Der Haupteingang der Saalburg

»Eine andere Römische Schanze verdienet vorzüglich hier angemerkt zu werden. Sie hat den Namen Saalburg, und ist nicht weit von dem Weg, der von Homburg über das Gebürg nach Usingen gehet. Es ist ein großer viereckigter Platz, der mit einem tiefen Graben und Aufwurf umgeben, an dem Paß aber mit dergleichen doppelt verwahret und noch deutlich zu sehen ist. In den ältern Zeiten ist auch solcher mit einer Mauer eingeschlossen gewesen, da man aber in den neuern die Steine nach und nach aufgebrochen, und zu dem Herrschaftlichem Schloß- und reformirten Kirchenbau etc. beyfahren lassen13

Erst 1818 wurde die Steingewinnung verboten. Und 1870 begannen die Grabungen. Um die Jahrhundertwende engagierte sich dann Kaiser Wilhelm II. für die Idee, das Grenzkastell auf dem alten Grundriss neu zu errichten. 1907 wurde die Saalburg eingeweiht.

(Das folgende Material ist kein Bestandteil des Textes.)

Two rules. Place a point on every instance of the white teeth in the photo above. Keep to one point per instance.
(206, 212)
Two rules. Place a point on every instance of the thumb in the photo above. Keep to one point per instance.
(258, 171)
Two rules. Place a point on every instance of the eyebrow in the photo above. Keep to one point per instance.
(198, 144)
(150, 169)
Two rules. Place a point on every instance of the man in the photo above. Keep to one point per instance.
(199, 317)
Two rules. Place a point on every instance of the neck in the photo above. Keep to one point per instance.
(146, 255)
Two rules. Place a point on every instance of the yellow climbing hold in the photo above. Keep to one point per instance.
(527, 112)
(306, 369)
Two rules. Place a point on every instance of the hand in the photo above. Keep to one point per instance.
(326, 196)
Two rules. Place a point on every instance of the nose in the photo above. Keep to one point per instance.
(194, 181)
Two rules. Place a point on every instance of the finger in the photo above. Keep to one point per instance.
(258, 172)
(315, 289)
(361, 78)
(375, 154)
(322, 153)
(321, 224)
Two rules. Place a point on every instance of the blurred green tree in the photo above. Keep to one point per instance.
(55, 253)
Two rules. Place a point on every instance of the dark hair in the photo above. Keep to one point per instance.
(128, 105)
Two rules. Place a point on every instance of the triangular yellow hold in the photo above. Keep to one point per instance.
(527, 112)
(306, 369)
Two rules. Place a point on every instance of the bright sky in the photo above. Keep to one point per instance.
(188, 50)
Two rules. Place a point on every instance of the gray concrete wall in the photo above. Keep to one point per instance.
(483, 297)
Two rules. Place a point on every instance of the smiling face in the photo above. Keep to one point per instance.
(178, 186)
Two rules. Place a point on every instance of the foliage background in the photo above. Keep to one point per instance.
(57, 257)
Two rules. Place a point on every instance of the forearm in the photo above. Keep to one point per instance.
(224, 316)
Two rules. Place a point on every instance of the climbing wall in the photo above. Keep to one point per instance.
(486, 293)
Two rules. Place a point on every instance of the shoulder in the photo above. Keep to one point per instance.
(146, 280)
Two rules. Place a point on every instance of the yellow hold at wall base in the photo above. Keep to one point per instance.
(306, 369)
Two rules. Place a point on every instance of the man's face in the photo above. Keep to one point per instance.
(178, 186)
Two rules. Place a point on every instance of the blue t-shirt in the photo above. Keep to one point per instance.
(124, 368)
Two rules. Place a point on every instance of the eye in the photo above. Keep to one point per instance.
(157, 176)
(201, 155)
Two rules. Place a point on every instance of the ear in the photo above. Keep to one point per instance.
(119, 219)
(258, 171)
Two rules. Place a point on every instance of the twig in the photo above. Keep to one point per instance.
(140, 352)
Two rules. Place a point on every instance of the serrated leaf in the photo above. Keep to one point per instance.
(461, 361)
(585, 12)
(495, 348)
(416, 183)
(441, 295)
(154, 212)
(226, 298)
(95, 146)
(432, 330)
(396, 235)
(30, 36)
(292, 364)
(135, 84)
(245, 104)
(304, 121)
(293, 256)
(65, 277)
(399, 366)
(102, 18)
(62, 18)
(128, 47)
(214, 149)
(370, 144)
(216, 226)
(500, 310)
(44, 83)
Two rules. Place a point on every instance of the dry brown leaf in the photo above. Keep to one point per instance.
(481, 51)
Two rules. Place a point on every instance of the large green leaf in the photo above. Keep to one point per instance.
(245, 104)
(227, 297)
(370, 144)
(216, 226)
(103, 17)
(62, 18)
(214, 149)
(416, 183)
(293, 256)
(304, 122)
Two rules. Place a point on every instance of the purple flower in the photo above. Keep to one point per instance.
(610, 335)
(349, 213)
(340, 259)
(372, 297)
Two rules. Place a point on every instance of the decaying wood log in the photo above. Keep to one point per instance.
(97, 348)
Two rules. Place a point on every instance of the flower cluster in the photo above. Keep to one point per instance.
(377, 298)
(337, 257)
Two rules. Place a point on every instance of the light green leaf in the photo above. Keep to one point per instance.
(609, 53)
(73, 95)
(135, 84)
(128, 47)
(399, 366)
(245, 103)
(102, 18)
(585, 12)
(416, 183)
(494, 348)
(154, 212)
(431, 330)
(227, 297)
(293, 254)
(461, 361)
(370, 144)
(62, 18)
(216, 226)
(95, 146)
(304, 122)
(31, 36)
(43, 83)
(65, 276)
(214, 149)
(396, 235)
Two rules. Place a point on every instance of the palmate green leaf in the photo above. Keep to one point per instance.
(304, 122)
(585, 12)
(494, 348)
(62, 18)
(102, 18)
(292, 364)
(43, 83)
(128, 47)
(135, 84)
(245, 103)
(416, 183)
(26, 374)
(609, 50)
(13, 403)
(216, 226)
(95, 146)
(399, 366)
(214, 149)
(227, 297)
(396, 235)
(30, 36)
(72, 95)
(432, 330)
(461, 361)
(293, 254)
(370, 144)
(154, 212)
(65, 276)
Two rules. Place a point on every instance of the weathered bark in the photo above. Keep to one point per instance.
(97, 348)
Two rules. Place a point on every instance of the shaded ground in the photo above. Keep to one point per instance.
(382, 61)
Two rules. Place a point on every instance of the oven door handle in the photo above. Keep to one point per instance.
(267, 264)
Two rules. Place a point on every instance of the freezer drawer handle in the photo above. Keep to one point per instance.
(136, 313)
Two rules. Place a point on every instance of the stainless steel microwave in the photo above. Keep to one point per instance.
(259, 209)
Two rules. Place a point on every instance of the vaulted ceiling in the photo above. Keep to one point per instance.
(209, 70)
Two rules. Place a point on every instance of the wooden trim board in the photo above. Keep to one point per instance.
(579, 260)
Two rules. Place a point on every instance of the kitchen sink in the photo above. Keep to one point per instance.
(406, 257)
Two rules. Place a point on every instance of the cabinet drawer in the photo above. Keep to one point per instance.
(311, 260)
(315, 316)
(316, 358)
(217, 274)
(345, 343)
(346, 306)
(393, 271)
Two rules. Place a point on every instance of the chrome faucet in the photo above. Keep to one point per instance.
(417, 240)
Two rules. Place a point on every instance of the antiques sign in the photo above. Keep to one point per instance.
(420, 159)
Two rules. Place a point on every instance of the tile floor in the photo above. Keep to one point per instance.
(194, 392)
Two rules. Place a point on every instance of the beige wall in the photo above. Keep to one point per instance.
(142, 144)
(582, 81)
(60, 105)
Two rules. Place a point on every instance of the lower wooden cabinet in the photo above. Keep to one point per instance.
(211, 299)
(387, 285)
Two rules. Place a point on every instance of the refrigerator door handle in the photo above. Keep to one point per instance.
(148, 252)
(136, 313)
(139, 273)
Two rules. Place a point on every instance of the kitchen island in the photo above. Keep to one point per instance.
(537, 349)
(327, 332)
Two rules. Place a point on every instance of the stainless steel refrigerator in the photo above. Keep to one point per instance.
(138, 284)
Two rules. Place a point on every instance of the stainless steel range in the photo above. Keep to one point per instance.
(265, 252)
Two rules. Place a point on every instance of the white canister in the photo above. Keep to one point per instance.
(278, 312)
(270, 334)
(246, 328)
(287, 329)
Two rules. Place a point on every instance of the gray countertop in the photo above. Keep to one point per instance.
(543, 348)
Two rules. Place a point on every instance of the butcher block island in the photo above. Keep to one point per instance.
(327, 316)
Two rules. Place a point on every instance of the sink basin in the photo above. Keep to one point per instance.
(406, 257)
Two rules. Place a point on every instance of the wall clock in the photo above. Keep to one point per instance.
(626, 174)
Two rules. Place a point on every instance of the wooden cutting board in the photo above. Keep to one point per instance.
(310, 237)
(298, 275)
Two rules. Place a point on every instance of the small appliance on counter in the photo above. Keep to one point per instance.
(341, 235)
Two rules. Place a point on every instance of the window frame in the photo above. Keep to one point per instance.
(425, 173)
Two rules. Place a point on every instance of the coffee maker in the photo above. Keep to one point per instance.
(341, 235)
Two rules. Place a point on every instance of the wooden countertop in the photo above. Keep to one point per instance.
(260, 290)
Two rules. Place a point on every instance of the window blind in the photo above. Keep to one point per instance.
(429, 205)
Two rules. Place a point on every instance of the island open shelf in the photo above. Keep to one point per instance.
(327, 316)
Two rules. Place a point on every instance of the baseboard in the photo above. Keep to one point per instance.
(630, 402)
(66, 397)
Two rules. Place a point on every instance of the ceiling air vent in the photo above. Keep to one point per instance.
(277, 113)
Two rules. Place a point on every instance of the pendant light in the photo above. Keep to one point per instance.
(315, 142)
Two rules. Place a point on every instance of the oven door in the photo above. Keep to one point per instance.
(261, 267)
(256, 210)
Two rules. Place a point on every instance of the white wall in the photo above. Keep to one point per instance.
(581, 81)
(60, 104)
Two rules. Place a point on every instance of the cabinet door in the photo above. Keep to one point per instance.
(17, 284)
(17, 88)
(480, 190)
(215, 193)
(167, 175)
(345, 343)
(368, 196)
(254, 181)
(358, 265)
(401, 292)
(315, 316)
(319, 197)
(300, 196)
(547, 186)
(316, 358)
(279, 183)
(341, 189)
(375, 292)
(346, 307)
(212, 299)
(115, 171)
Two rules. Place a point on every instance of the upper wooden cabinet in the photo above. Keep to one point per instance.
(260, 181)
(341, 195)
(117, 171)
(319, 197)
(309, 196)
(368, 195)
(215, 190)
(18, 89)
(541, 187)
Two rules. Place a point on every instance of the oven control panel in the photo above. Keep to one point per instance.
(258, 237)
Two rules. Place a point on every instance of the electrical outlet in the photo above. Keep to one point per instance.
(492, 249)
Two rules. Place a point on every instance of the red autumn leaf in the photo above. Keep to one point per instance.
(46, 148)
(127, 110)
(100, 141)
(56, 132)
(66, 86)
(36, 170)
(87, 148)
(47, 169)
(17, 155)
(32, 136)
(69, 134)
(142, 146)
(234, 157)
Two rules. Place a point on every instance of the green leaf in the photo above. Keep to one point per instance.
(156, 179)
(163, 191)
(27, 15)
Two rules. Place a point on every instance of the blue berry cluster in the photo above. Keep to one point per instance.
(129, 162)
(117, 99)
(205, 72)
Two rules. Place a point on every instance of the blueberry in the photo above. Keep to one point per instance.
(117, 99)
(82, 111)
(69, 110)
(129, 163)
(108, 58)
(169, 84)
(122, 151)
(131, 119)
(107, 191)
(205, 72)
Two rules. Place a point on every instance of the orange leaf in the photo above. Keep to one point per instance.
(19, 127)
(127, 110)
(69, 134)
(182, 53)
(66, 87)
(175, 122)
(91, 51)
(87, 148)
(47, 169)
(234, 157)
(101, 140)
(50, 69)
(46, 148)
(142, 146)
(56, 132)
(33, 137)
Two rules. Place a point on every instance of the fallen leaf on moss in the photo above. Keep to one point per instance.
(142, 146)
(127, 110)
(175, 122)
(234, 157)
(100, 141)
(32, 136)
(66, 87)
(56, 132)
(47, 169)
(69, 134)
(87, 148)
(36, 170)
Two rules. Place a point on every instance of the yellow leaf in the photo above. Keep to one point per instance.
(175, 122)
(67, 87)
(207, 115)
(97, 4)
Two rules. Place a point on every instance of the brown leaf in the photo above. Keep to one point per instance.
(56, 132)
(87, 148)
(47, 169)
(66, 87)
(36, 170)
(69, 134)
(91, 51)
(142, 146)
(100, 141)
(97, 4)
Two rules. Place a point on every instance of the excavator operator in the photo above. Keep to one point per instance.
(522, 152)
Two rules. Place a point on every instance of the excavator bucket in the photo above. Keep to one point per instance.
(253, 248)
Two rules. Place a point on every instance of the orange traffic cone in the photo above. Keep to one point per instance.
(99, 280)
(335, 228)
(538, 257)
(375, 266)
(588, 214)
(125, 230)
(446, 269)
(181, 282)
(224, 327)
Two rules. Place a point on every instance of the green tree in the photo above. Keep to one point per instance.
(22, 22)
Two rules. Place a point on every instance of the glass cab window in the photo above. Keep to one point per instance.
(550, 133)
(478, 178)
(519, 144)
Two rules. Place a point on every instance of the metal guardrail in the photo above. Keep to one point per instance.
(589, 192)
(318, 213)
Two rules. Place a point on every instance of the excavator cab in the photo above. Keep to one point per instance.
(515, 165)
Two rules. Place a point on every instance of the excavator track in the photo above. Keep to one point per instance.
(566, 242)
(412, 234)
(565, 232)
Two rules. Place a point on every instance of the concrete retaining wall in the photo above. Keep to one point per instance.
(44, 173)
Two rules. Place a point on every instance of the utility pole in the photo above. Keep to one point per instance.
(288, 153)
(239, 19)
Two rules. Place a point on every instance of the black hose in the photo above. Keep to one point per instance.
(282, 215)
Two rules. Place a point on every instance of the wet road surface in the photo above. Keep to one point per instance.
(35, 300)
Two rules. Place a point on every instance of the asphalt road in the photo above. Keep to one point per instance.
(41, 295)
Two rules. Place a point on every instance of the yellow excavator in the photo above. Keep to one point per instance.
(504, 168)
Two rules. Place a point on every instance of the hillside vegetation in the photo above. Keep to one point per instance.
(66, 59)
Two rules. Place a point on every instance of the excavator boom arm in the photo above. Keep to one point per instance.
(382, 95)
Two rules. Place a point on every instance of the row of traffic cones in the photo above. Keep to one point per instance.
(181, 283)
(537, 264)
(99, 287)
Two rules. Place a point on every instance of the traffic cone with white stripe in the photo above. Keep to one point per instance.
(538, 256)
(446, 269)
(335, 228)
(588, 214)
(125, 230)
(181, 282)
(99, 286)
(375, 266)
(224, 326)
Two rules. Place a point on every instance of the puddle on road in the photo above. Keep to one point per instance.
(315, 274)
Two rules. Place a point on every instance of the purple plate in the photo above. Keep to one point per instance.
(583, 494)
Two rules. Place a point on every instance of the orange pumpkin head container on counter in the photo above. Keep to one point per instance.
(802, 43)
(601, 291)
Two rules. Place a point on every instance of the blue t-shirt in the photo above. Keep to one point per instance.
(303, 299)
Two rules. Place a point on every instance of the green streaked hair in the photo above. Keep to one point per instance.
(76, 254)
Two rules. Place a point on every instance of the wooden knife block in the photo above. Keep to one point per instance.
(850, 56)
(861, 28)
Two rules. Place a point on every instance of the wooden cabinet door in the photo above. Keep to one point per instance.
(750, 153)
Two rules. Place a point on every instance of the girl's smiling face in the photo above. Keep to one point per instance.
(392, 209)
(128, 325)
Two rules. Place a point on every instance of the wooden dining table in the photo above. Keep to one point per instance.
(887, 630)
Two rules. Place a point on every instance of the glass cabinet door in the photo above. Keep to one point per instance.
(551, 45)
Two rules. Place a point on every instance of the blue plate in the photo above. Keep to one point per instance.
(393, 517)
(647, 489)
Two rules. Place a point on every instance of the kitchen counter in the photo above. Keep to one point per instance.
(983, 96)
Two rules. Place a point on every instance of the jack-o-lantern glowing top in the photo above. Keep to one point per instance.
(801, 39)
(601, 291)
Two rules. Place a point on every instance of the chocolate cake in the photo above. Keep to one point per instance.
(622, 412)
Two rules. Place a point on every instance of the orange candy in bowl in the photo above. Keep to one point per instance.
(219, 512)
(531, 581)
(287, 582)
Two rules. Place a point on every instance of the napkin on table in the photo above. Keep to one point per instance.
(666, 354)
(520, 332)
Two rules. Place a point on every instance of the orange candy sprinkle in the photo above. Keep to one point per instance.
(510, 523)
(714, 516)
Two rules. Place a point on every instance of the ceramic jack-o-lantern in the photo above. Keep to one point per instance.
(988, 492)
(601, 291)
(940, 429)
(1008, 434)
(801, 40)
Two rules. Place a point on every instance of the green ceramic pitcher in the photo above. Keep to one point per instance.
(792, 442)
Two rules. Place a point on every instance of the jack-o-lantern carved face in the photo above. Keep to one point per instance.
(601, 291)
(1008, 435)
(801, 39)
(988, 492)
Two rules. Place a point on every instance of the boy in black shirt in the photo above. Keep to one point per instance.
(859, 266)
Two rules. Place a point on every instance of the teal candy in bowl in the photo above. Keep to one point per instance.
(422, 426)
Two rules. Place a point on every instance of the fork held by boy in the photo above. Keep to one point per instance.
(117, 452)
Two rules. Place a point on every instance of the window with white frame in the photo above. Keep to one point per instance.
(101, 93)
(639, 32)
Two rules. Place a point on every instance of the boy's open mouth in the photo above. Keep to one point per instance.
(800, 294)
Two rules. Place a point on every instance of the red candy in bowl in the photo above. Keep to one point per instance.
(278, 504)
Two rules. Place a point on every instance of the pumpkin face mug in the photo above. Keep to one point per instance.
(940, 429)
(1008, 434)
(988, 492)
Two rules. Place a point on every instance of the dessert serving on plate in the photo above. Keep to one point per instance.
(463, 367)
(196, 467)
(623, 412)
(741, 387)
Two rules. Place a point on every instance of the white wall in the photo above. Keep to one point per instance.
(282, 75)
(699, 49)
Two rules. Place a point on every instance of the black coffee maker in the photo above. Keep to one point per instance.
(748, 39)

Sie beherbergt heute eines der faszinierendsten (Freilicht-)Museen Deutschlands.

Der Obergermanisch-Raetische Limes, den die UNESCO 2005 zum Weltkulturerbe erklärt hat, schützte auf seinen 180 Kilometern über hessisches Gebiet drei römische Verwaltungseinheiten: die Civitas Mattiacorum mit Wiesbaden als Hauptort, die Civitas Auderiensium mit Dieburg als Mittelpunkt und die Civitas Taunensium um (Frankfurt-)Nida, wo jüngst ein 3000 Quadratmeter großer Tempelbezirk mit mindestens fünf Heiligtümern ausgegraben wurde. Offenbar verehrte man in Nida den Gott Jupiter Dolichenus. Darauf verweist zumindest eine kleine Adlerfigur mit Blitzbündel, die bei den Ausgrabungen in der Frankfurter Römerstadt gefunden wurde.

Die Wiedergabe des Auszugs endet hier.